Baby Oral Hygeine

Updated at: Feb 05, 2013
Baby Oral Hygeine
Editorial Team
Oral Health ConditionsWritten by: Editorial TeamPublished at: Feb 05, 2013

Many parents are of the opinion that a baby does not need any teeth care or hygiene to be maintained as primary or ‘baby’ teeth are temporary and will fall off, being replaced by permanent teeth. But it is equally important to follow a care and hygiene routine for oral health for babies too as there is an equal chance of tooth decay and gum troubles. Besides starting an early oral care regimen will prepare your baby and make him used to brushing and flossing which is vital for oral health as your baby will grow. Ignoring oral hygiene can lead to cavities and plaque in the primary teeth which can not only cause pain which could have been avoided but also gum infections. Early extraction due to tooth decay of primary teeth can also affect normal growth and occurrence of permanent teeth. Caring for your baby’s oral health should start before the emergence of your baby’s first tooth.

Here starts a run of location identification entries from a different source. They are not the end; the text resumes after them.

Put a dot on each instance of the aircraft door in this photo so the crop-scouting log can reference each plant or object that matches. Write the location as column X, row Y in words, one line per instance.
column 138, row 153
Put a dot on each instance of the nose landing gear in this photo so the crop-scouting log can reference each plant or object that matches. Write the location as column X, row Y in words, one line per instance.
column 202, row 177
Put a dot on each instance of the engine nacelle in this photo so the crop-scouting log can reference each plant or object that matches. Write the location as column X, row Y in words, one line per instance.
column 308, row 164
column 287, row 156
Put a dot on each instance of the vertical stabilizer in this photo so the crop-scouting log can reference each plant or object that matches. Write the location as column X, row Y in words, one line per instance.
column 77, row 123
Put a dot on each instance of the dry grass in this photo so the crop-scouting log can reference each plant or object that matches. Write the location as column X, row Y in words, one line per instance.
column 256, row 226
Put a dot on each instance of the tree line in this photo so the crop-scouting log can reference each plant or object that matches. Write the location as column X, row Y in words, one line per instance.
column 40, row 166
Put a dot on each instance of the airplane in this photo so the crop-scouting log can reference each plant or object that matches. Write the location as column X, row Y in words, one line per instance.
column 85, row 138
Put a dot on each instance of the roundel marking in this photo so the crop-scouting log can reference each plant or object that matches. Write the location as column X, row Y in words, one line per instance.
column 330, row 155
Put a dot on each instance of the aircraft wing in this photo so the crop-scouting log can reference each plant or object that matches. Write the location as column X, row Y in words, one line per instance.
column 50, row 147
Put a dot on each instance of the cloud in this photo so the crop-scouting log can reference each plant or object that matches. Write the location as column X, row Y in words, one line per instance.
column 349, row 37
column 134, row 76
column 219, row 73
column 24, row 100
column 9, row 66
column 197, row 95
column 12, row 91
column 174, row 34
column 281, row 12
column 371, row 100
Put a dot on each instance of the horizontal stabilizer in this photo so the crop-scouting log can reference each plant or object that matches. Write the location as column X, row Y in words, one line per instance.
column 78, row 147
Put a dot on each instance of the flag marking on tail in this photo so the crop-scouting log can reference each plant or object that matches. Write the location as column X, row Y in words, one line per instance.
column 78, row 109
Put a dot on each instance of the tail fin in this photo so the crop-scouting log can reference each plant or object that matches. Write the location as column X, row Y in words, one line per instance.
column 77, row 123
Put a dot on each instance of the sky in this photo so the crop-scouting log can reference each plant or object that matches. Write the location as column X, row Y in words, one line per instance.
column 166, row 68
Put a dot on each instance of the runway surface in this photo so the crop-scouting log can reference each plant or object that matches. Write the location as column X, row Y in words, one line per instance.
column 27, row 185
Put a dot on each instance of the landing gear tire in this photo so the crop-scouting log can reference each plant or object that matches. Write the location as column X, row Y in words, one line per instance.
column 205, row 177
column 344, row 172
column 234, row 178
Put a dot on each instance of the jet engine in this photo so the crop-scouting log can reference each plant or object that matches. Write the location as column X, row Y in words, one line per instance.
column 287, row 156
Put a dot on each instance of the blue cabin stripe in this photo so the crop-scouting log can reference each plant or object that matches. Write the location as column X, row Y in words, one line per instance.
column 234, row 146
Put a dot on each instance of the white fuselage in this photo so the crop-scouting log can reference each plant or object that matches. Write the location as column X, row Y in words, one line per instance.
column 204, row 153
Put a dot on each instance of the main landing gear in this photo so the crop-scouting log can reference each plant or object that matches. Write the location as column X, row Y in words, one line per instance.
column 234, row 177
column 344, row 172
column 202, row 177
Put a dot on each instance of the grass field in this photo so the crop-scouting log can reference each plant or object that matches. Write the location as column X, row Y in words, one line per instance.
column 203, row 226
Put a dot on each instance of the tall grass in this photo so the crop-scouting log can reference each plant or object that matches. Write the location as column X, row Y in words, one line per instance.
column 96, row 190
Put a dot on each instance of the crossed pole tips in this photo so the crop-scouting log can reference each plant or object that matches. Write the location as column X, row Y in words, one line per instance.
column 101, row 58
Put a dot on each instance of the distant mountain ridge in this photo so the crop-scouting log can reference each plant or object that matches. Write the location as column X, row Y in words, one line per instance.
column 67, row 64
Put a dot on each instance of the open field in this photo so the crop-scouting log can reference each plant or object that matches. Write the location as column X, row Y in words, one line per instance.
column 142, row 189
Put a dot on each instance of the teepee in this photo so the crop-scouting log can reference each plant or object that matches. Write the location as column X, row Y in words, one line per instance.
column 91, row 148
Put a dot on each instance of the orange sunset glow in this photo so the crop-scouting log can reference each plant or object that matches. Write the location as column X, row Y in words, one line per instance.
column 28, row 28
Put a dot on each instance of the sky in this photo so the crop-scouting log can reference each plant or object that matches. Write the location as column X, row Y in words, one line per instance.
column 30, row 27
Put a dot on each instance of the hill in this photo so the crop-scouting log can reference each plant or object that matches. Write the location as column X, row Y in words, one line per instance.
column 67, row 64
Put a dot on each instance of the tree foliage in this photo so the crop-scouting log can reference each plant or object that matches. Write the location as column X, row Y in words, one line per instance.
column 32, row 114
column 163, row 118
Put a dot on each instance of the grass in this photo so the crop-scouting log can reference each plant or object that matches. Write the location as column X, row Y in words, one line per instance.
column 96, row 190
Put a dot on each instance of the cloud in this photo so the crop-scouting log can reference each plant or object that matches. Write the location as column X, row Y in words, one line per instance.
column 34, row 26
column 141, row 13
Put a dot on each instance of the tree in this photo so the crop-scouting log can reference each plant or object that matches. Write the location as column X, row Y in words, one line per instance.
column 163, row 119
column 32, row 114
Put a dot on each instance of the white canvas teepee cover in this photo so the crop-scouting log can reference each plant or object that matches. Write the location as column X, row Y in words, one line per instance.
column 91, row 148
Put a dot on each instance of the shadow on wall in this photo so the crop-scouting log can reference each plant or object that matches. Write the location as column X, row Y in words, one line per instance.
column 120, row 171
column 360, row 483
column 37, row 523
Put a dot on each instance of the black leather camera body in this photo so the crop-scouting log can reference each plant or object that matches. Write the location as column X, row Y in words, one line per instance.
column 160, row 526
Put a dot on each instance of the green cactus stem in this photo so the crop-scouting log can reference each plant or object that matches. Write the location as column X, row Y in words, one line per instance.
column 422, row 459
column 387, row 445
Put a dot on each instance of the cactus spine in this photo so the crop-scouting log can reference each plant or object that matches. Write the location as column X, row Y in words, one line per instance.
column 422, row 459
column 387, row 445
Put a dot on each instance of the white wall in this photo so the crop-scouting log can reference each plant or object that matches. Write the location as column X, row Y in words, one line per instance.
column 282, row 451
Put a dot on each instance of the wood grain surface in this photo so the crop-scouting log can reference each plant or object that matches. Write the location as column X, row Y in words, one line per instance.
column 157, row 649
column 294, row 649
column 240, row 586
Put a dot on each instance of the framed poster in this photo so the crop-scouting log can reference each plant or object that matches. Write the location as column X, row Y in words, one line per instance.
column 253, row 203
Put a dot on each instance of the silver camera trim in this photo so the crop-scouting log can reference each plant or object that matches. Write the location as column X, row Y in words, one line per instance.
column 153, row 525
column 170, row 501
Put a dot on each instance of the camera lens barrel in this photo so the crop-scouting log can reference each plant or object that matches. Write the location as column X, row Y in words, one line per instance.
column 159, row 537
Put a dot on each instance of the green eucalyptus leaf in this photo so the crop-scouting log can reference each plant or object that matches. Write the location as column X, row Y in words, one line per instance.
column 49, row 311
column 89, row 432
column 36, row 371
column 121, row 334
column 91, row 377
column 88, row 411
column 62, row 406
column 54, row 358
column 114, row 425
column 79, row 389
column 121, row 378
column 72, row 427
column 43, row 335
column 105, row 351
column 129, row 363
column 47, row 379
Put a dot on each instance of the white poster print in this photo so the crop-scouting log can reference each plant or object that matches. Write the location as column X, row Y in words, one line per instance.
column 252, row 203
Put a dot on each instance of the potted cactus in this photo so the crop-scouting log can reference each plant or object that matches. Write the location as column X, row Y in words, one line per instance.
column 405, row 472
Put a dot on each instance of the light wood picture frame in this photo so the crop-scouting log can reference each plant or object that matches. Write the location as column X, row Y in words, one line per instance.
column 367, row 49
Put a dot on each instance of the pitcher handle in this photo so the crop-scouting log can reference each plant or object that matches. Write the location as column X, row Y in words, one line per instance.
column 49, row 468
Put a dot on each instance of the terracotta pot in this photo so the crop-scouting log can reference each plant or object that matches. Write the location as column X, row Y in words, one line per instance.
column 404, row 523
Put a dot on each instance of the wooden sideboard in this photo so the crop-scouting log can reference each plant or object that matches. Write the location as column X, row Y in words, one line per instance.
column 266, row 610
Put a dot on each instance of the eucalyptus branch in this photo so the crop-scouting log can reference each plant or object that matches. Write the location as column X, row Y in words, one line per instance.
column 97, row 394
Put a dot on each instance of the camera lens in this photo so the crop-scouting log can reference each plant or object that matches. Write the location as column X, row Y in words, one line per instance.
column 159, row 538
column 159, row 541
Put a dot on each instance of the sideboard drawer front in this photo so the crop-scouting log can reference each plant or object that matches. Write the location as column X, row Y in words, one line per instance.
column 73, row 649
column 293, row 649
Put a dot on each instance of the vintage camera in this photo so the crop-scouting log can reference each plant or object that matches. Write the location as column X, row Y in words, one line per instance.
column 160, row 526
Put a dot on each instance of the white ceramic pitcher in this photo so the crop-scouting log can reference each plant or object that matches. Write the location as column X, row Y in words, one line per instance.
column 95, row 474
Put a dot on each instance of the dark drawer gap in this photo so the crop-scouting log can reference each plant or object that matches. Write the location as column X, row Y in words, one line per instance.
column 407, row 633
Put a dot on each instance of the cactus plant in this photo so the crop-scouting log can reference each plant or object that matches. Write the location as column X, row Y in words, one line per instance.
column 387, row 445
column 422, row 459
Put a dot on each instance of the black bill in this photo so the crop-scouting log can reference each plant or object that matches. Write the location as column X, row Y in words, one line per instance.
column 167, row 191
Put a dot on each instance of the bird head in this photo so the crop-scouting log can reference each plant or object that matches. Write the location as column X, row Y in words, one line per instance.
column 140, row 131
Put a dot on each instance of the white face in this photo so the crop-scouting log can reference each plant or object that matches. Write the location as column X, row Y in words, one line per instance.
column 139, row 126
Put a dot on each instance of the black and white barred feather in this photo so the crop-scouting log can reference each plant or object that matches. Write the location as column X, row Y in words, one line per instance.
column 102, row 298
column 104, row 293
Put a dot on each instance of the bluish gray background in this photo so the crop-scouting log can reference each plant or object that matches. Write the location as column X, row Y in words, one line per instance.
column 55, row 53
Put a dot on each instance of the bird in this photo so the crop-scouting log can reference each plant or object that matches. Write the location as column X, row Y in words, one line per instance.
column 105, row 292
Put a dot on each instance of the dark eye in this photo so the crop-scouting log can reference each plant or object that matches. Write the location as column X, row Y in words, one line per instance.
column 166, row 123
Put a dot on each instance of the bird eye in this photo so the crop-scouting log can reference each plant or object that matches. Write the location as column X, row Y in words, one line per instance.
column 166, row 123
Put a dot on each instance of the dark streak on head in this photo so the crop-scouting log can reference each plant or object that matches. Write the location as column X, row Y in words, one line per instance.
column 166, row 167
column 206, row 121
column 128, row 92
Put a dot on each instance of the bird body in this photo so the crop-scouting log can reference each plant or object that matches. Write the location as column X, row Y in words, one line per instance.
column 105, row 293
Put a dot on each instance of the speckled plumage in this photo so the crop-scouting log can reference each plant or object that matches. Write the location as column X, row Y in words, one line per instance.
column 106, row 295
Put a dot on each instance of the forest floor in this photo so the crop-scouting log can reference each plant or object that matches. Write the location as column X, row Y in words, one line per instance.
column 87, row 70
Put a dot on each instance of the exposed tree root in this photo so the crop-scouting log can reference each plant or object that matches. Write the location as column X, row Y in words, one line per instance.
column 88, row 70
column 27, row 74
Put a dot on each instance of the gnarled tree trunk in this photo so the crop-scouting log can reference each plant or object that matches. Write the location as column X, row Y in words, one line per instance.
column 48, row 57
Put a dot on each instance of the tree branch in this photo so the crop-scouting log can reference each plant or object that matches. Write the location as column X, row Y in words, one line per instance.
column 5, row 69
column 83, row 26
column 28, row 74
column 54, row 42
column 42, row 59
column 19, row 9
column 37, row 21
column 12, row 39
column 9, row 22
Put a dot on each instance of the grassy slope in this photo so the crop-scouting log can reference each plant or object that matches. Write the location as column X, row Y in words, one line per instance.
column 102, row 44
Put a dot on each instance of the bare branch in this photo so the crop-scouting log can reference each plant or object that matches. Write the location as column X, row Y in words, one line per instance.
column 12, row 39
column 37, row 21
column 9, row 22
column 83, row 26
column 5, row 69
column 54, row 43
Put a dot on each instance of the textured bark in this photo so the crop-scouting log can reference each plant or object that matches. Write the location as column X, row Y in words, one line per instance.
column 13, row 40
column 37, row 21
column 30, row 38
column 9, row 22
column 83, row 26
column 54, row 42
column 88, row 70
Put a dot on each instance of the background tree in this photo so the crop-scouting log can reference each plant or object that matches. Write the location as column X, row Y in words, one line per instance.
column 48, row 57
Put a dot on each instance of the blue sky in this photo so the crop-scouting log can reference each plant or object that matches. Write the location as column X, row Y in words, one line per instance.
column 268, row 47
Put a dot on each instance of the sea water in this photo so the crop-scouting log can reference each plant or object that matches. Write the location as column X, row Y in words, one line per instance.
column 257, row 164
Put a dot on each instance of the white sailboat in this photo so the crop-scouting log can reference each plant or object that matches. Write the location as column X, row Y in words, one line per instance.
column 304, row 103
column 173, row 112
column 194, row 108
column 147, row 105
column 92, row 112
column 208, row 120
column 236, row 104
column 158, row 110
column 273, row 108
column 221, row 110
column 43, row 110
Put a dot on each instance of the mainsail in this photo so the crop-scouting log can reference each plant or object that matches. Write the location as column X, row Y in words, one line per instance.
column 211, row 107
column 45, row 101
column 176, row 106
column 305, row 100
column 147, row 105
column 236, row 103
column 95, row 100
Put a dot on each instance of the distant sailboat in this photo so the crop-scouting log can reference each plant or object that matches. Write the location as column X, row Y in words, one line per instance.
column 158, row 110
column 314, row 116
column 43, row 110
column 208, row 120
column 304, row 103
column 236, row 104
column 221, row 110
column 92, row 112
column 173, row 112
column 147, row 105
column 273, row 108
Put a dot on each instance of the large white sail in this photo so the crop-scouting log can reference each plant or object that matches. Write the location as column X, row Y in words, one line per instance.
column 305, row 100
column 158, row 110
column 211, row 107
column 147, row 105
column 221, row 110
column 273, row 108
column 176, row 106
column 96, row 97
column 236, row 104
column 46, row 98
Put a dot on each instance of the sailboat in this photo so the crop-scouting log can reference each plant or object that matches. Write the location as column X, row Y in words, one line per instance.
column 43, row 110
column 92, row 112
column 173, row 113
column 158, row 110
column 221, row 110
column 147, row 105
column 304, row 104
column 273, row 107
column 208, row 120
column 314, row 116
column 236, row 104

  • Your toothless baby’s gums can be kept clean by wiping them with a clean, wet washcloth with only water for rinsing, no toothpaste or another thing is required to do so. Wrap the damp washcloth around your index finger and gently rub the gums and teeth of your baby.
  • You may use a brush meant for babies or for tender months. Brush softly with water. Your baby’s first tooth can be cleaned in the same manner.
  • The use of toothpaste is only appropriate when your child is old enough to spit it out as swallowing it can be harmful. Children learn to spit out toothpaste around the age of three years. Use toothpaste which contains fluoride and use only a small amount to brush their teeth. Children either love to swallow toothpaste or cannot actually spit it out, any which way it can be harmful as excessive fluoride can lead to fluorosis.  Use of toothpaste can be postponed till your child turns two years of age.
  • Once all the primary teeth of your baby are out, you should start brushing them twice in a day after meals. Brush teeth both on the inside and outer surfaces. Regular brushing is a habit which needs to be inculcated early by the parents, once your child is big enough to brush on his own make it a practice to brush together. Children learn by imitation.
  • Flossing is a good practice as brushing alone cannot extract all food stuffs in between the teeth. You can consult your doctor about how early should you be introducing your child to flossing and how to go about it.

Good oral care tips

  • Limit your child’s exposure to sugary concoctions or foods.
  • Wean your baby from extended use of bottle as it can affect growth of teeth and shape of mouth. Stop night time bottle feeding once quite a few primary teeth appear.
  • Never let your baby go off to sleep with a bottle as any sugary liquids or milk can remain pooled in the mouth which is not only dangerous but also affects oral hygiene.
  • Always make your baby’s mouth rinsed with water before going to sleep, especially after a feeding.